Las letras y las ciencias necesitan trabajar juntas para mejorar cómo se transmite el conocimiento. La idea de que muchos australianos (incluyendo nuestro nuevo primer ministro y primo lejano mío, Nick Minchin) crean que la ciencia detrás del calentamiento global es discutible es un claro indicador de la magnitud de nuestro fracaso en la comunicación. El hecho de que el 30% de las personas de esta habitación se hayan enojado es todavía mayor evidencia. El hecho de que ese enojo tenga más que ver con la política que con la ciencia es incluso más desalentador.

6. Sed profesores.

Por favor, por favor, por favor: sed profesores. Los profesores son las personas más admirables e importantes del mundo. No tenéis que hacerlo para siempre, pero si estáis en la duda de qué hacer, sed profesores increíbles, sólo mientras seáis veintañeros. Sed maestros de educación infantil, especialmente si eres un tío; necesitamos hombres maestros de educación infantil.
Incluso si no sois profesores, sed profesores: compartid vuestras ideas; no deis por hecha vuestra educación; disfrutad de lo que aprendéis, y difundidlo.

7. Definíos por lo que amáis.

Me he encontrado yo mismo hace poco haciendo esto: si alguien me pregunta qué tipo de música me gusta, digo “bueno, no escucho la radio porque la letra de la música pop me molesta”. O si alguien me pregunta que qué comida me gusta, digo “creo que el aceite de trufa se usa en exceso y es ligeramente desagradable”. Y lo veo constantemente en Internet: gente cuya idea de pertenecer a una subcultura es odiar a Coldplay, o el fútbol, o a las feministas, o al Partido Liberal.
Tenemos tendencia a definirnos en oposición a algo; como cómico me gano la vida con eso. Pero tratad de expresar también vuestra pasión por las cosas que os gustan: sed efusivos y generosos en vuestros elogios a aquellos que admiráis; mandad tarjetas de agradecimiento y dad ovaciones en pie. Sed pro-algo, no sólo anti-algo.

8. Respetad a la gente con menos poder que vosotros.

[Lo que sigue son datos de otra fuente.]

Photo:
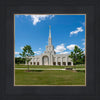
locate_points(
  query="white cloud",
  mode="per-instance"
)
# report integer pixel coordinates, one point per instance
(83, 23)
(78, 29)
(38, 18)
(37, 52)
(16, 53)
(60, 48)
(64, 52)
(21, 48)
(71, 47)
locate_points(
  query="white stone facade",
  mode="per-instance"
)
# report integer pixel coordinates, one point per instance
(49, 57)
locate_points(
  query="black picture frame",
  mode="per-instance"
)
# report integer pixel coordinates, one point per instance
(11, 92)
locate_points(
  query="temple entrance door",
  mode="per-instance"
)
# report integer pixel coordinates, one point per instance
(45, 60)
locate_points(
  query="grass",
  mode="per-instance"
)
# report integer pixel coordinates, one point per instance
(46, 67)
(49, 77)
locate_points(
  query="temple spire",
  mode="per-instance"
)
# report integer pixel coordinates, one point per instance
(49, 31)
(49, 40)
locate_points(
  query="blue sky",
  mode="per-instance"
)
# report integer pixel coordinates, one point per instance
(66, 31)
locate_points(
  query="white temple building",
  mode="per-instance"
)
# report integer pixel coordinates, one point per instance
(49, 57)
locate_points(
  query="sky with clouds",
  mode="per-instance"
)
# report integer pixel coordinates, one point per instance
(66, 31)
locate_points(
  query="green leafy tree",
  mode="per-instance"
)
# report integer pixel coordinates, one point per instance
(19, 60)
(77, 56)
(27, 53)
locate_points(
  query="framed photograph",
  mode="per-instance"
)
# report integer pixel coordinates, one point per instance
(62, 61)
(49, 50)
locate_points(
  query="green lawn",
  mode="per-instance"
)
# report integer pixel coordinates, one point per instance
(47, 67)
(49, 77)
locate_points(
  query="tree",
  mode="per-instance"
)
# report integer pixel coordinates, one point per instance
(27, 53)
(19, 60)
(77, 56)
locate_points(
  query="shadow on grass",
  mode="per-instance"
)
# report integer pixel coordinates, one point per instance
(34, 70)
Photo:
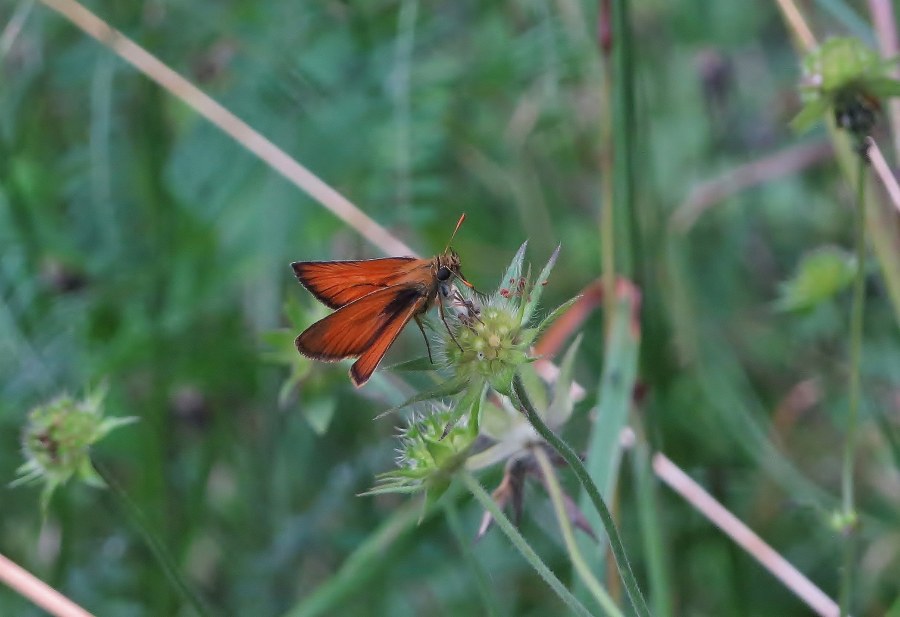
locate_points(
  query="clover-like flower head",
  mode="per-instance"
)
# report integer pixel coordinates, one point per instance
(847, 79)
(57, 440)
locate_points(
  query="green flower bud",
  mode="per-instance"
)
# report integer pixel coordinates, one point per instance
(432, 448)
(57, 440)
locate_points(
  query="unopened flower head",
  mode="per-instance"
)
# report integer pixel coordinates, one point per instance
(489, 345)
(847, 79)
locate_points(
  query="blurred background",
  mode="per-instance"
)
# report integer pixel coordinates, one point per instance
(141, 247)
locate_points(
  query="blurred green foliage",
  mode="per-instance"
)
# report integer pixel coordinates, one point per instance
(141, 246)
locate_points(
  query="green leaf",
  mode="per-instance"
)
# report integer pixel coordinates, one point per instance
(514, 271)
(448, 388)
(554, 314)
(822, 274)
(319, 413)
(604, 451)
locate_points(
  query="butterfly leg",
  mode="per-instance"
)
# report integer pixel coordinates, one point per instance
(425, 336)
(446, 325)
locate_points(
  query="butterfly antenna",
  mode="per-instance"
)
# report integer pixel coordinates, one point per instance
(453, 235)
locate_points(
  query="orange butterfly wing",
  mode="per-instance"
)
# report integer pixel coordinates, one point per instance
(365, 328)
(338, 283)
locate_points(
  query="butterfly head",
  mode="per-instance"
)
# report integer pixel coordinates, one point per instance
(448, 266)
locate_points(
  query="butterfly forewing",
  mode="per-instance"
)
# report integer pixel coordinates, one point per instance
(338, 283)
(366, 328)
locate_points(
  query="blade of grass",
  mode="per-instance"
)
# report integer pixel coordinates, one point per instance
(521, 544)
(365, 562)
(565, 527)
(229, 123)
(489, 599)
(615, 390)
(584, 478)
(652, 526)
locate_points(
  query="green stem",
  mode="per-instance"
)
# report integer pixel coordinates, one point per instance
(522, 544)
(574, 461)
(165, 560)
(848, 498)
(465, 545)
(565, 527)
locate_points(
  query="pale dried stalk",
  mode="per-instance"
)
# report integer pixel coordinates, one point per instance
(888, 180)
(742, 535)
(27, 585)
(779, 164)
(239, 130)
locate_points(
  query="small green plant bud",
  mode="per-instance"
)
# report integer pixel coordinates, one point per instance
(433, 447)
(847, 79)
(57, 440)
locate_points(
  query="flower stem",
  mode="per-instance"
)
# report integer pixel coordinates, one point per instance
(165, 560)
(465, 546)
(522, 544)
(574, 461)
(848, 498)
(565, 527)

En el pasado he tomado decisiones importantes sobre la gente con la que trabajo (agentes y productores) basándome en gran medida en cómo tratan a los camareros en los restaurantes en los que nos reuníamos. No me importa si eres el gato más poderoso en la habitación: te juzgaré por cómo trates a los que tienen menos poder. Que lo sepas.
9. No tengáis prisa.
No necesitas saber ya lo que vas a hacer con el resto de tu vida. No digo que os quedéis fumando porros todo el día, pero tampoco entréis en pánico. La mayoría de la gente que conozco que estaba segura del camino a seguir a los 20 años, ahora tiene una crisis de mediana edad.
Dije al principio de esta divagación que la vida no tiene sentido. No era una afirmación superficial; creo que es absurda la idea de buscar un sentido en el conjunto de circunstancias que casualmente existen después de 13,8 miles de millones de años de eventos sin rumbo. Dejad que los humanos piensen que el universo tiene un propósito para ellos.
Sin embargo, no soy un nihilista. Ni siquiera soy un cínico. Soy, de hecho, más bien romántico. Y ésta es mi idea de romanticismo: pronto estaréis muertos. La vida a veces parecerá larga y difícil y… ¡dios!, agotadora. Y a veces estarás feliz y a veces triste. Y después estarás viejo. Y después estarás muerto. Hay sólo una cosa sensata que hacer con esta existencia vacía, y es llenarla.
Y en mi opinión (hasta que la cambie), la mejor forma de llenar la vida es aprendiendo todo lo que puedas sobre todas las cosas que puedas; estar orgulloso de lo que sea que hagas; siendo compasivocompartiendo ideas; corriendo; siendo entusiasta. Y también está el amor, viajar, el vino, el sexo, el arte, los niños, regalar, escalar montañas,… pero todo eso ya lo sabéis.
Es algo increíblemente excitante esta vida vuestra, única y sin sentido. Buena suerte, y gracias por esta oportunidad.